I’ve yet to use to the Viltrox, so I can’t recommend it at the moment, but it’s making a lot of noise on the MFT forums, and at $196 new, it seems like a hit. Nevertheless, a non-electronic aftermarket Metabones can go for the same amount, and if you use manual lenses like me, you can save money and buy a well-regarded brand.
- $89.99 new
- $55 used
Several years ago, there were only a few primary manufacturers of DSLR cages. Fast-forward to 2018, and there are hundreds of premium and budget-friendly cages on the market.
Image via SmallRig.
For $89, you get a 154 x 71 x 109mm aluminum alloy cage from SmallRig that accommodates both the GH5 and the GH5s — but not the Gh4, unfortunately (they do have a model for that). The primary reason this cage is on the list is to provide mounting options for all the other accessories — once you use up the camera’s one hot shoe mount, that’s it. The cage also provides valuable protection for the camera.
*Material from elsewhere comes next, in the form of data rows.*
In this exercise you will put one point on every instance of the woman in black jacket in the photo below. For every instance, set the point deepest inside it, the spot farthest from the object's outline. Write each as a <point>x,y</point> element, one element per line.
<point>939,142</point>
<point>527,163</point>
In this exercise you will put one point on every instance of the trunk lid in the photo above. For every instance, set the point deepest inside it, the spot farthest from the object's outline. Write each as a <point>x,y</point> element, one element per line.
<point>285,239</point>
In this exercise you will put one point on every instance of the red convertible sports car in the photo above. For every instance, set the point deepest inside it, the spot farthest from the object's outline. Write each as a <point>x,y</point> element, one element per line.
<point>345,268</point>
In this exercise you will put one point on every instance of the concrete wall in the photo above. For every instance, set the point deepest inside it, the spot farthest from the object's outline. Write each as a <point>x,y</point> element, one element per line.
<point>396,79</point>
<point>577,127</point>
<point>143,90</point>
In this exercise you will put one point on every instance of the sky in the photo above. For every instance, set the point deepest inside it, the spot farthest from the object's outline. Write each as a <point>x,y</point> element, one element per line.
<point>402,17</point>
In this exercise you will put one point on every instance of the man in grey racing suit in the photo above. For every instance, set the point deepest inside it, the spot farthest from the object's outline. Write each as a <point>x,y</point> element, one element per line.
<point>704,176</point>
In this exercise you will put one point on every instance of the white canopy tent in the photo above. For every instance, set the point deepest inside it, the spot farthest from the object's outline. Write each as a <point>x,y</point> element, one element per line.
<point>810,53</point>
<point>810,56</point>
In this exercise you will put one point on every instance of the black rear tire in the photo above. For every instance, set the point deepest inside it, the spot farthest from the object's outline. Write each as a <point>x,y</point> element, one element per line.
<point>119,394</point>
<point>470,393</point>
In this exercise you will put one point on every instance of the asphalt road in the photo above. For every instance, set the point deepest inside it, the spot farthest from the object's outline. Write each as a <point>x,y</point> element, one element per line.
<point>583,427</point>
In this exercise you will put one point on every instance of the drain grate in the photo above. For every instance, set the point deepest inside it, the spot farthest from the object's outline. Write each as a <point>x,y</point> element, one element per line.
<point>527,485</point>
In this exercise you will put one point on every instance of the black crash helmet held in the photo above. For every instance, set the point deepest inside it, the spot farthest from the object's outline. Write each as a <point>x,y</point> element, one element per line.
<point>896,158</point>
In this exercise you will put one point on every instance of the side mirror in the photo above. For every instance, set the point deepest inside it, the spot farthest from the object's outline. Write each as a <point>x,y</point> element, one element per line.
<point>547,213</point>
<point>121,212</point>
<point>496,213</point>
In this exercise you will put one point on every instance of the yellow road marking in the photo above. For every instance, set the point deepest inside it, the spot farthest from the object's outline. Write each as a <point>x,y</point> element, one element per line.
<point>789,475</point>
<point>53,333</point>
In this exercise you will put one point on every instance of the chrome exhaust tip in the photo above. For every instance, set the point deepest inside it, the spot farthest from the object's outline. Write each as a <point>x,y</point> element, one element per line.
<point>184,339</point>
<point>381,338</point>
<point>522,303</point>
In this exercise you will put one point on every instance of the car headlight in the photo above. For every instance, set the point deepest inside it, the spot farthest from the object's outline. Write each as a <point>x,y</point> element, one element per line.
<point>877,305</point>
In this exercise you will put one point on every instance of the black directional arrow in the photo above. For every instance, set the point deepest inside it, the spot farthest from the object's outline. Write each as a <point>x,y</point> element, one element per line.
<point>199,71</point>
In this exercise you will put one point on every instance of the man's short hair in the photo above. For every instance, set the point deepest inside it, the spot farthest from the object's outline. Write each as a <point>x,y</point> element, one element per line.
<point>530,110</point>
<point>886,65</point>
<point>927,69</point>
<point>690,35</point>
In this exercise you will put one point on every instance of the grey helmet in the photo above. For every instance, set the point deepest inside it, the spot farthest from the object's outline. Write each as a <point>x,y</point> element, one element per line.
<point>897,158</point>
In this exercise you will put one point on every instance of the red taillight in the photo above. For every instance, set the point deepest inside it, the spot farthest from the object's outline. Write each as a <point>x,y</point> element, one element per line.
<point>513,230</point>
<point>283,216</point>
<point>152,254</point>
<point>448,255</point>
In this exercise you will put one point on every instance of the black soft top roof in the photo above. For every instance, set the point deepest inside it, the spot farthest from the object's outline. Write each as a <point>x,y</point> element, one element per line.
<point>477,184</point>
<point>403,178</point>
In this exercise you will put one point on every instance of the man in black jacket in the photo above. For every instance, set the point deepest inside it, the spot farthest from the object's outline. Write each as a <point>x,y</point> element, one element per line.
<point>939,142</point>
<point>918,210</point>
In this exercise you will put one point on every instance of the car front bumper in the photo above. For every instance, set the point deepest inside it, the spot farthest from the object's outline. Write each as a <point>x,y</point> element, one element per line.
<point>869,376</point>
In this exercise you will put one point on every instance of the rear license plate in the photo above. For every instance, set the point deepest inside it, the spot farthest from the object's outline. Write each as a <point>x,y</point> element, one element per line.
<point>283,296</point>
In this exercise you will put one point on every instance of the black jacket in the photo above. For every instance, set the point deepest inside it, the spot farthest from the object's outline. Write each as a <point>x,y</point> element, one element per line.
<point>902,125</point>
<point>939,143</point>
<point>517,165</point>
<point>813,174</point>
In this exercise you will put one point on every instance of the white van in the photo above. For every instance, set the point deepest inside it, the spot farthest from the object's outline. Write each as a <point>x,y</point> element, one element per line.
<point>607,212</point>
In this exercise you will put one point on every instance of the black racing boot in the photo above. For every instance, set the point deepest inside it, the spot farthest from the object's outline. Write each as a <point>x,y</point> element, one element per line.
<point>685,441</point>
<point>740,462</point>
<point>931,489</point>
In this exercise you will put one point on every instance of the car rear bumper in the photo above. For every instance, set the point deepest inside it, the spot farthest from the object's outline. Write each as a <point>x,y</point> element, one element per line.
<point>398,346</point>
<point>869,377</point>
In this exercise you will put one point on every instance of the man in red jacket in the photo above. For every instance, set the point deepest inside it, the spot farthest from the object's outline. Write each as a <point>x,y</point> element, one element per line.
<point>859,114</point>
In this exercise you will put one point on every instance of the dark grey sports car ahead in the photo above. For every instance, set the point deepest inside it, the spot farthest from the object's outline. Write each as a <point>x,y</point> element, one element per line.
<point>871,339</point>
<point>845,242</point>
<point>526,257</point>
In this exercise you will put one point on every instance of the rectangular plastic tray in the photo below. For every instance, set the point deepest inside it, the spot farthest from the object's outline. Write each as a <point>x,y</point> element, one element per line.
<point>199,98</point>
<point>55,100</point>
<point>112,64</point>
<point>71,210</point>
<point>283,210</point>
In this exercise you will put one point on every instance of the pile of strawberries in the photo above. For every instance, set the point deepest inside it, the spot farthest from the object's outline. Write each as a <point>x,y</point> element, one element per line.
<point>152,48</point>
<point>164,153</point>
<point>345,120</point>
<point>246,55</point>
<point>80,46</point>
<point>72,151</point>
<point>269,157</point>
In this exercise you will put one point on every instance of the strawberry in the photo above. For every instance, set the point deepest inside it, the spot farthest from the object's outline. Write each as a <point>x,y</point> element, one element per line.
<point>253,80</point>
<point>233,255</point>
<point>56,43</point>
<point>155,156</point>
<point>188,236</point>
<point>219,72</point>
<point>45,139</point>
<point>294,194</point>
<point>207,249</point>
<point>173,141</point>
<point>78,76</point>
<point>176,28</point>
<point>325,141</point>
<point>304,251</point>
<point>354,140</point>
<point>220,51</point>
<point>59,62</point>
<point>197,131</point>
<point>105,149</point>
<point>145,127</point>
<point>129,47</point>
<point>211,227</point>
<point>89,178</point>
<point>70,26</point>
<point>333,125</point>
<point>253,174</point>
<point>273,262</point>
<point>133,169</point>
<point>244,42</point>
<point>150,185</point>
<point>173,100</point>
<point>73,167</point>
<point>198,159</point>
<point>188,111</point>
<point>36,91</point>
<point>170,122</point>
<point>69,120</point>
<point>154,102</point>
The cage does not block the memory card or battery compartments, which is a persistent problem I’ve come across with knock-off cages. There are several 1/4” threaded holes all along the cage, which leads us to the next accessory on the list.
SmallRig Universal Top Handle
- New: $39
SmallRig also offers a Top Handle for the budget-friendly price of $39. Alternatively, you could purchase both the cage and the top handle in one package for $125. The “universal” in the product’s name isn’t just for kicks; it really is universal. It can slide forward and backward to assist with balance and grip; it has 16 additional mounting points, as well as two shoe mounts on the top and back of the handle. It even has a space for an Allen key/hex key for quick adjustments and removal. All we’re missing is a folding pocket knife at this point.
Image via SmallRig.
RØDE VideoMic +
- New: $299
Ever since the days of the 5D Mark II, the 7D, and The 550d/T2i, the RØDE Video mic has been the undisputed champion of DSLR microphones.
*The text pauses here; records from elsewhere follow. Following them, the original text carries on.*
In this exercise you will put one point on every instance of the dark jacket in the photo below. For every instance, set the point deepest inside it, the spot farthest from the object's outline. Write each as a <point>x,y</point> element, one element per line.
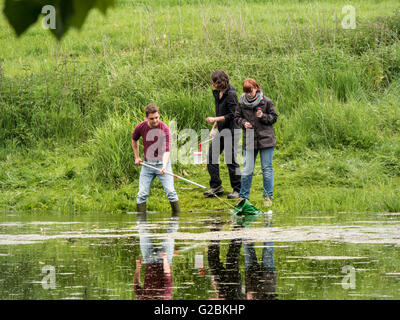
<point>226,107</point>
<point>264,135</point>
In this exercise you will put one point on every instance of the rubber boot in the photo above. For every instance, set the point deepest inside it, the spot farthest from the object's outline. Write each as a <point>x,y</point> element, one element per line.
<point>141,207</point>
<point>176,208</point>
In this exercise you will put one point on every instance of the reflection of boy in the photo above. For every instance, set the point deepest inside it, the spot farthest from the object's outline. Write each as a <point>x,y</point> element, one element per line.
<point>260,279</point>
<point>227,280</point>
<point>158,261</point>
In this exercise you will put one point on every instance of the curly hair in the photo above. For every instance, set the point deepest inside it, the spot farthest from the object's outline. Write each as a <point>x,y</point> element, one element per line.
<point>220,79</point>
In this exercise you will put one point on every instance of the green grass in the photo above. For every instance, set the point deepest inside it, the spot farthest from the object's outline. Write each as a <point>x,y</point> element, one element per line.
<point>68,108</point>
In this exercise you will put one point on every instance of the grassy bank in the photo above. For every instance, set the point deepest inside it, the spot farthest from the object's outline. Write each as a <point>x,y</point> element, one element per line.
<point>67,109</point>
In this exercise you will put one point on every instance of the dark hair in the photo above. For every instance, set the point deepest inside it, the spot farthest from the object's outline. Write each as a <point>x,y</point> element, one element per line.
<point>151,108</point>
<point>250,84</point>
<point>221,79</point>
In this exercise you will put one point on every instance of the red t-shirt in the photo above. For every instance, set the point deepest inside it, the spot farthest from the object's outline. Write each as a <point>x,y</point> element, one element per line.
<point>157,284</point>
<point>156,141</point>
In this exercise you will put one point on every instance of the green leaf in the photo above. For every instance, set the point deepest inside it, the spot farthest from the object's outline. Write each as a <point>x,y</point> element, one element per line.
<point>21,14</point>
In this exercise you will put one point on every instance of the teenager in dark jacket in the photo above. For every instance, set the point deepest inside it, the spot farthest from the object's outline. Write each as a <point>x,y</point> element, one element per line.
<point>256,115</point>
<point>225,139</point>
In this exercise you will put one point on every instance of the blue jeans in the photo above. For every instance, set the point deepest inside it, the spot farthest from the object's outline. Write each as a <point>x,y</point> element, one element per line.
<point>248,168</point>
<point>146,178</point>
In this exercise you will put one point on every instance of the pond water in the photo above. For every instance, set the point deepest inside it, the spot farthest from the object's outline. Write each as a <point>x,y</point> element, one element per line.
<point>194,256</point>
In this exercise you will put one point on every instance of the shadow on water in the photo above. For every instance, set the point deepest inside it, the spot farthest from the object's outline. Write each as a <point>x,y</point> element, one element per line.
<point>201,256</point>
<point>226,280</point>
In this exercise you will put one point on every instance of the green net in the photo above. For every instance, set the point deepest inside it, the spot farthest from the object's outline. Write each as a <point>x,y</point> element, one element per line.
<point>245,208</point>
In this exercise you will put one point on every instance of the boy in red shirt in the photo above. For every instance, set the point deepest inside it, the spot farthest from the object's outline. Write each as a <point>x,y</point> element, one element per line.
<point>156,142</point>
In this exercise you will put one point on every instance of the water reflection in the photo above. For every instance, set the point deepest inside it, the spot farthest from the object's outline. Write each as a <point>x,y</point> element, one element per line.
<point>260,278</point>
<point>226,279</point>
<point>157,258</point>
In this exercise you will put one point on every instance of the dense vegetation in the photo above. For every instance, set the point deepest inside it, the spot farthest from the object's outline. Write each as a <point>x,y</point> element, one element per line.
<point>68,108</point>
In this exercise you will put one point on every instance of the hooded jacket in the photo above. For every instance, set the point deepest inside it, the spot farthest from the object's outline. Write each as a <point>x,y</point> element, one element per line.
<point>226,107</point>
<point>264,135</point>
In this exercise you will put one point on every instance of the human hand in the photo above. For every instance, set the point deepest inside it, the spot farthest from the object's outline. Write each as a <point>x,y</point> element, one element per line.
<point>212,133</point>
<point>138,161</point>
<point>247,125</point>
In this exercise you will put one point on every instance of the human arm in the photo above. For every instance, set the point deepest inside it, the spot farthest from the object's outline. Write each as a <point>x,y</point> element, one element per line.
<point>241,120</point>
<point>135,147</point>
<point>270,116</point>
<point>165,161</point>
<point>136,277</point>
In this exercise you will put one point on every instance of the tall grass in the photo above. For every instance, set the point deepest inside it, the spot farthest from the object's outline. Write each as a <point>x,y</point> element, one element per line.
<point>333,88</point>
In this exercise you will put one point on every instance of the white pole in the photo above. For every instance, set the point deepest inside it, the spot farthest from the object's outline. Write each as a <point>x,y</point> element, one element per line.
<point>172,174</point>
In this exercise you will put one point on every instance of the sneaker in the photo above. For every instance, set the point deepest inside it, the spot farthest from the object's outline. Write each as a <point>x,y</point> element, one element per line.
<point>233,195</point>
<point>268,201</point>
<point>214,191</point>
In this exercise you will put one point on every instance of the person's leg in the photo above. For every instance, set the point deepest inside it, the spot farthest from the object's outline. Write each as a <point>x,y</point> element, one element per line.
<point>249,158</point>
<point>214,152</point>
<point>268,256</point>
<point>146,178</point>
<point>266,166</point>
<point>250,257</point>
<point>233,166</point>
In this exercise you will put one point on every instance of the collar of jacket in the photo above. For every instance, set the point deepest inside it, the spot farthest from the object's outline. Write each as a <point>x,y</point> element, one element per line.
<point>216,92</point>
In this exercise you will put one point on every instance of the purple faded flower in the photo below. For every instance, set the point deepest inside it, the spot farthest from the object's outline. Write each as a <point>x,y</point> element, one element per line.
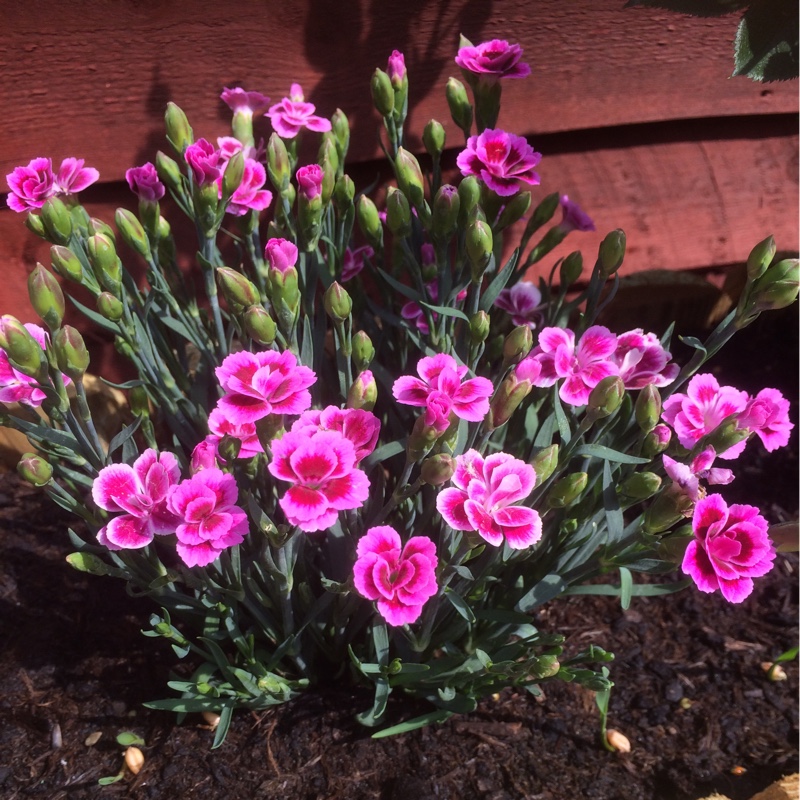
<point>501,160</point>
<point>574,218</point>
<point>492,60</point>
<point>702,409</point>
<point>641,360</point>
<point>31,185</point>
<point>731,546</point>
<point>522,302</point>
<point>401,578</point>
<point>582,367</point>
<point>484,498</point>
<point>292,114</point>
<point>144,183</point>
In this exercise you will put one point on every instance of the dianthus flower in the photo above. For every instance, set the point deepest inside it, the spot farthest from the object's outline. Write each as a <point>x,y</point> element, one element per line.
<point>441,373</point>
<point>501,160</point>
<point>258,384</point>
<point>209,521</point>
<point>583,366</point>
<point>140,492</point>
<point>731,546</point>
<point>483,499</point>
<point>401,578</point>
<point>291,115</point>
<point>325,480</point>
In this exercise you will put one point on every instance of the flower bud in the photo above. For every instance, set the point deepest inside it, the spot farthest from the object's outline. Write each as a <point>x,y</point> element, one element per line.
<point>133,233</point>
<point>545,462</point>
<point>438,469</point>
<point>565,491</point>
<point>337,302</point>
<point>459,105</point>
<point>647,409</point>
<point>606,397</point>
<point>760,258</point>
<point>57,221</point>
<point>382,92</point>
<point>46,297</point>
<point>433,137</point>
<point>363,393</point>
<point>259,325</point>
<point>34,469</point>
<point>72,356</point>
<point>611,252</point>
<point>179,132</point>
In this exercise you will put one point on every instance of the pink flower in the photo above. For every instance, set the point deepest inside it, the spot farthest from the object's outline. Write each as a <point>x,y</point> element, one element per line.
<point>767,415</point>
<point>688,477</point>
<point>140,492</point>
<point>204,160</point>
<point>522,301</point>
<point>322,470</point>
<point>583,367</point>
<point>209,521</point>
<point>402,579</point>
<point>30,186</point>
<point>730,548</point>
<point>470,399</point>
<point>641,360</point>
<point>144,183</point>
<point>309,181</point>
<point>258,384</point>
<point>483,499</point>
<point>501,160</point>
<point>360,427</point>
<point>702,409</point>
<point>493,60</point>
<point>292,114</point>
<point>354,261</point>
The first rule of DSLR and mirrorless filmmaking is that you don’t use the onboard microphone. They’re lackluster; they will pick up the sounds of camera use; and, at best, they are only useful for syncing sound in post-production. Further, most DSLRs and mirrorless cameras don’t have the best onboard sound operations in the first place – they are photography cameras after all.
Image via RØDE.
In 2017, RØDE released the Videomic Pro Plus, which introduced several new features to the design. The built-in rechargeable battery lasts for over 100 hours of use. And if you use disposable batteries, the plus model now uses AA batteries instead of 9V, and the microphone will automatically switch off when you power down the camera.
The microphone boasts a safety channel to prevent clipping, a two-stage high-pass filter to reduce low frequencies (great for lowering the rumble of distant vehicles), and a three-stage gain control (along with a high-frequency boost). It also has an onboard shock mount to avoid the sounds of camera use.
Since the RØDE Videomic uses a supercardioid polar pattern, the mic is excellent for picking up clear sound in an exterior location while avoiding any sounds behind it. For narrative filmmaking, you’re still going to want to use a dedicated recording system, as these microphones do have their limitations, especially with distance, but for filmmaking on the go, they’re great.
LCD Screen Protector
- New: $10
Perhaps it’s not as high tech as the other items in the list, but a screen protector is just as essential. While the LCD isn’t great for outdoor viewing, it is your operational hub for changing video and camera settings, and you’re going to want to take good care of it. You can pick up an LCD protector for less than $10, and once you attach it, you’ll never need to take it off.
This small setup doesn’t include everything you need to make a feature film (although there’s no harm in trying), but you’re going to be in a better position to capture beautiful images on the go with this load-out.